# Some plumbing questions



## herpfan (Dec 28, 2005)

1st time home owner. Just realized some potential issues.
1) Gutter downspouts go into a clay(?) pipe next to foundation. Should I have some sort of screening to keep debris out between the downspout and pipe. Once I get stabilized, I am going to look into rain barrels. 

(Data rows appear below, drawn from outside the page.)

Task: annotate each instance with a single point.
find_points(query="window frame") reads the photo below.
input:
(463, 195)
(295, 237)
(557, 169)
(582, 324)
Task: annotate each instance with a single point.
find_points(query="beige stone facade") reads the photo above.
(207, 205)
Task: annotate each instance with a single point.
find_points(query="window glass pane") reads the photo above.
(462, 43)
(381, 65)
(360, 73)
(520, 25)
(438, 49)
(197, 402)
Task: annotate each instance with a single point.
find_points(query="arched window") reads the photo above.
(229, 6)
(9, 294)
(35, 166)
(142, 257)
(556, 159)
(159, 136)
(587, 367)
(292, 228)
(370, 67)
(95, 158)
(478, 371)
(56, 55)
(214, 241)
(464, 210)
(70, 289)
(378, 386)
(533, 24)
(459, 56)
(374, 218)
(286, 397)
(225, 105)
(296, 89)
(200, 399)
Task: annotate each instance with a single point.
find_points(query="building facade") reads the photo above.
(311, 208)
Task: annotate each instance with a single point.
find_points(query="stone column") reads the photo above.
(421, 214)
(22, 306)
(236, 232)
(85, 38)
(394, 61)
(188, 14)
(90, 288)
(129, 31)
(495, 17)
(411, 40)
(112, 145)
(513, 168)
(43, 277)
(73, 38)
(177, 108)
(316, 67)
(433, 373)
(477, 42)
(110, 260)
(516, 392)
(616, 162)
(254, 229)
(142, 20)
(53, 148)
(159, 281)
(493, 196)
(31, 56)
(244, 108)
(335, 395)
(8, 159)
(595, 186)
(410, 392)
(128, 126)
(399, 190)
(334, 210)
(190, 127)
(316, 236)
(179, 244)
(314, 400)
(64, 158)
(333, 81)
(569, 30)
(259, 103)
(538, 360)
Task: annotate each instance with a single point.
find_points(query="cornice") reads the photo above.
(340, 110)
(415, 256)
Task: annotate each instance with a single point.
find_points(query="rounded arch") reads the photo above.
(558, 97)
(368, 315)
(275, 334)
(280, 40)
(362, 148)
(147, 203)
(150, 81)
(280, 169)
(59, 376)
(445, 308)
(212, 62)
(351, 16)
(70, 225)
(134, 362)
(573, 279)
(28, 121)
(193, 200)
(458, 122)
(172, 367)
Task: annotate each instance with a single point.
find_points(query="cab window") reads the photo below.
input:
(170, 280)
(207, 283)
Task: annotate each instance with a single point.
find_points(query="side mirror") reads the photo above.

2) Previous owners had an addition added and I think they disconnected the radon mitigation system - it vented into crawl space and fan/sensor not on. They had a company bring it up to code for the sale. Anyway the sump pump cover is siliconed shut. My buddy says thats not good because I have to do pump maintenance occasionally. What kind of maintenance is required and how do I deal with the sump well cover? 
Any help is apprecaited


----------



## oscer1 (Jan 27, 2010)

hi here at work we have sorta the same as you. we put rubber fitting so their was no way for people to put stuff down the pipe. like these https://jet.com/product/detail/5f6b...d=403-489560&gclid=CO__5LiCqMoCFYU9aQod1XoI5g

the cover for sump pump should not be sealed as you would need to get to pump incase it needs replacing. every couple months I take my cover off and pour water in to make the pump work since mine don't run often had the house for a year and has never had water in drain tile so pump never runs so that's why I cycle the pump every couple months to make sure it's working.


----------